Une fusion Tarantino-Mendes

Une des premières choses qui saute aux yeux dans ce film, c’est son rythme et la manière dont le tout est retranscrit. Comme inscrit sur les affiches parisiennes, on se croirait bien dans un film de Tarantino. Les répliques, les scènes d’action, la volonté de se sentir proche des personnages, l’humour oscillant entre fin et gras,…la majorité du long-métrage aurait pu être réalisé par le créateur de Pulp Fiction. Mais, on y retrouve parfois aussi des atomes crochus avec les derniers James Bond que ce soit dans la narration ou l’instinct de gravité. Dans ce sens là, les derniers Bond de Sam Mendes ont quelques points en commun. Bref, vous l’aurez aisément compris rien qu’en comparant ce film avec ces deux grands réalisateurs, qu’en terme d’énergie et d’attrait scénaristique, Kingsman est une franche réussite qui ne nous décolle jamais de notre siège tant on attend avec une impatience non dissimulée la scène suivante. Absolument tout est fun dans ce film qui nous capte dès ses premières secondes pour ne plus nous lâcher sauf dans de rares moments volontairement plats. Vaughn a parfaitement dosé chacune des scènes pour amener le spectateur à alterner entre rires, émotions et contemplation. Et on ne boude pas notre plaisir.

 

Des scènes stupéfiantes

Sans vous détailler ces dites-scènes, ni leurs intérêts pour le long-métrage, sachez que deux d’entre elles ont retenues mon attention avec fracas. La première se situe dans une église et Colin Firth alias Galahad m’a estomaqué.
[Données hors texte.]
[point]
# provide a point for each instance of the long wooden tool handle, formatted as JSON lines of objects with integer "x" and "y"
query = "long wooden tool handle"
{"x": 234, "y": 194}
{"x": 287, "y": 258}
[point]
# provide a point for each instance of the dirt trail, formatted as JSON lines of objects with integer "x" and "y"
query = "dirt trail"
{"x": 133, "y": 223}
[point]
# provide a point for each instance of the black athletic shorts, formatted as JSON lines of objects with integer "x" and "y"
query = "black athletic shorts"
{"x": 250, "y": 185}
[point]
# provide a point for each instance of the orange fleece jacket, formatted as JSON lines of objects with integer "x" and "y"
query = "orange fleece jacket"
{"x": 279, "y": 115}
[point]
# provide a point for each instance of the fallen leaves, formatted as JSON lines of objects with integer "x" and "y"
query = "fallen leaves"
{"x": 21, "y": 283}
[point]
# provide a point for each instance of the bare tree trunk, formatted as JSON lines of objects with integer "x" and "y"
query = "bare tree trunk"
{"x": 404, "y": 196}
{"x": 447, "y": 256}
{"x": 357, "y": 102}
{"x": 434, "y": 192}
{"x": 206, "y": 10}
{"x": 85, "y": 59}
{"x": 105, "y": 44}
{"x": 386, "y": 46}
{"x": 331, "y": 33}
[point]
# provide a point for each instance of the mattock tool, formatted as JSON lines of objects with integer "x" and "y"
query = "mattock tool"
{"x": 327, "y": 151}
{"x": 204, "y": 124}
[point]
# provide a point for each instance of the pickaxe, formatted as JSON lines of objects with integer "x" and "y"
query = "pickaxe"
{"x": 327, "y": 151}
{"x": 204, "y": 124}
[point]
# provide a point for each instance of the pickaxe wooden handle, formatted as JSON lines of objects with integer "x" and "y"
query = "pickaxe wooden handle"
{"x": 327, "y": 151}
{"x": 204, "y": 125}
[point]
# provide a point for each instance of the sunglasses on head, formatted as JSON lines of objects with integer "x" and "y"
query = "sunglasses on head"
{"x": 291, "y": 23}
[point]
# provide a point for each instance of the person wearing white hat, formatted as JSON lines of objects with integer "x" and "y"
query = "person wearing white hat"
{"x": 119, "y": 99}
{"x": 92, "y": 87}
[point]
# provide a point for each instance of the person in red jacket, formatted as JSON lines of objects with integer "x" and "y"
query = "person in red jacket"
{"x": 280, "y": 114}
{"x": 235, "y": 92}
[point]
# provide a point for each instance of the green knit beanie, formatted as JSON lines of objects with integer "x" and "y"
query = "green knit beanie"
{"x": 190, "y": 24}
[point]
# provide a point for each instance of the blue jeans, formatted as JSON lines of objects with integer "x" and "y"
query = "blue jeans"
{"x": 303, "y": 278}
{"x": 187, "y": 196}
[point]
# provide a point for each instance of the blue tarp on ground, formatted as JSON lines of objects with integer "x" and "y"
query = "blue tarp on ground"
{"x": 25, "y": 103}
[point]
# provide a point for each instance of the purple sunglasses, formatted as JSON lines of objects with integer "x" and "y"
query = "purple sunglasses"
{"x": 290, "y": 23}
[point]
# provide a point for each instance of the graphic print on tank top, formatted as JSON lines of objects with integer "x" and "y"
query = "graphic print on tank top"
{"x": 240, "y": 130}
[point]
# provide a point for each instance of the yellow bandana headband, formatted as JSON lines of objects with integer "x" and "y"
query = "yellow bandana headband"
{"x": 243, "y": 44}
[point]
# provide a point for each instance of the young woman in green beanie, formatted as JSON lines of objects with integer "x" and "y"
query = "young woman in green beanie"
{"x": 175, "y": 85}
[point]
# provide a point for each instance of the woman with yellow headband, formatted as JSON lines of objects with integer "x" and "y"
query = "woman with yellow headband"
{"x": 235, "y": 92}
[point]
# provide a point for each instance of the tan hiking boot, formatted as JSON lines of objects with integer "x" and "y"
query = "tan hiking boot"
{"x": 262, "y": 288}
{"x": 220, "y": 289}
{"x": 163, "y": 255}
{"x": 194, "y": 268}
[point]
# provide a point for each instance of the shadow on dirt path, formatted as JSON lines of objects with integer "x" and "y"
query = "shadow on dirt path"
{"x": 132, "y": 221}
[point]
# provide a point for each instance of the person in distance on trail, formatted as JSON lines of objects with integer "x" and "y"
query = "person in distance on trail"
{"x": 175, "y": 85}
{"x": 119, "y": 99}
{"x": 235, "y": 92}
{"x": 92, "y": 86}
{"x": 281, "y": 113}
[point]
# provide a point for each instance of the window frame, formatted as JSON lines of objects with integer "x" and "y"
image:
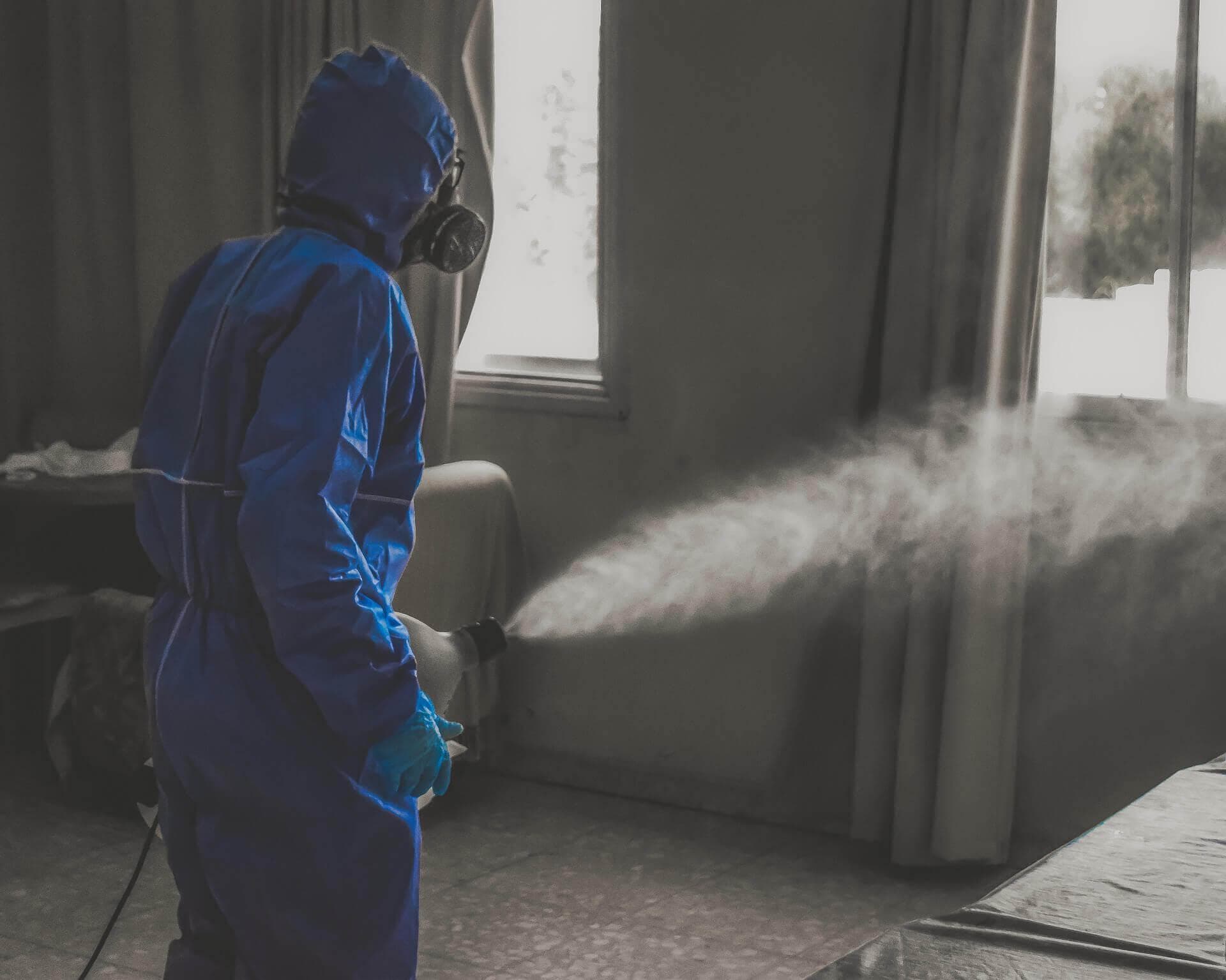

Si vous vous doutiez en regardant la bande annonce que l’anglais de 51 ans allait devoir se battre, je ne pense pas que vous pouviez vous attendre à un tel résultat. Cette scène de combat rapproché est exceptionnelle et repose sur un rythme quasi jamais vu au cinéma. La chorégraphie de cette bataille est minutieusement interprétée et laisse le spectateur bouché bée. Je me suis moi-même surpris à garder la bouche ouverte, me demandant intérieurement si ce que je voyais était possible. Mais oui ça l’est et ce n’est que plus palpitant. Même le papa et sa fille à côté de moi n’en revenaient pas. La seconde scène se situe elle à la fin et propose des gun fight et des combat en deux contre deux d’anthologie ! Un mélange entre Matrix, John Wick et Machete. Que du bon ! Bref, en se reposant sur ses scènes d’action le film aurait déjà pu prétendre au divertissement de l’année, mais le fait qu’il conjugue cela avec un humour noir, fin et gras et un scénario captivant prouve la volonté du réalisateur de réussir dans tous les domaines.

 

Des acteurs parfaits

Colin Firth dans autre chose qu’une comédie romantique ou qu’un Biopic dramatique c’est possible ? OUI ! Quel coup que d’avoir choisi cet acteur dont les premiers rôles au cinéma se résument pour de nombreuses personnes à Bridget Jones, Le Discours d’un Roi ou Love Actually. En résumé, pas de films où l’acteur doit jouer les gros bras. Et pourtant, professionnel jusqu’au bout c’est bien lui qui réalise en majorité ses scènes d’action (il ne voulait pas de doublure). Et l’on ne peut être qu’encore plus admiratif quand on voit son jeu et la facilité avec laquelle il enchaîne tout cela avec un naturel déconcertant (bien que très anglais). Pour le reste, le jeune Taron Egerton (The Smoke) m’était désagréable au début pour devenir au fur et à mesure plus sympathique et intéressant. Il incarne dans tous les cas, parfaitement bien le jeune con anglais à la limite du beauf beau gosse. Et c’est tout à son honneur. Samuel L. Jackson est, comme à son habitude, culte dans son personnage, Geek et faussement jeune dans sa tête, et les deux tiers de ses répliques sont destinées à nous faire rire (ce qui marche très souvent). Ce mec peut tout jouer, ça colle à chaque fois. Enfin Michael Caine et Mark Strong font du Michael Caine et du Mark Strong même si le dernier tire un peu plus son épingle du jeu et devient plus important au fur et à mesure que le film avance. Tant mieux car j’adore cet acteur, au physique assez particulier, qui peut aisément jouer un méchant comme un héros. Au final, le casting est simplement parfait et tous se trouvent dans des rôles que l’on croirait écrit pour eux.

 

Conclusion :

Intelligent, parfaitement rythmé, drôle et touchant, Kingsman est la petite pépite de ce début d’année 2015. En plus d’être servi par un casting de haute volée, le film réussit à nous surprendre et à réunir tous les ingrédients d’un divertissement justement calibré. À voir, revoir et re-revoir avec ses potes, sa petite amie ou ses enfants (quand ceux-ci ont au moins 14 ans). Merci Matthew Vaughn !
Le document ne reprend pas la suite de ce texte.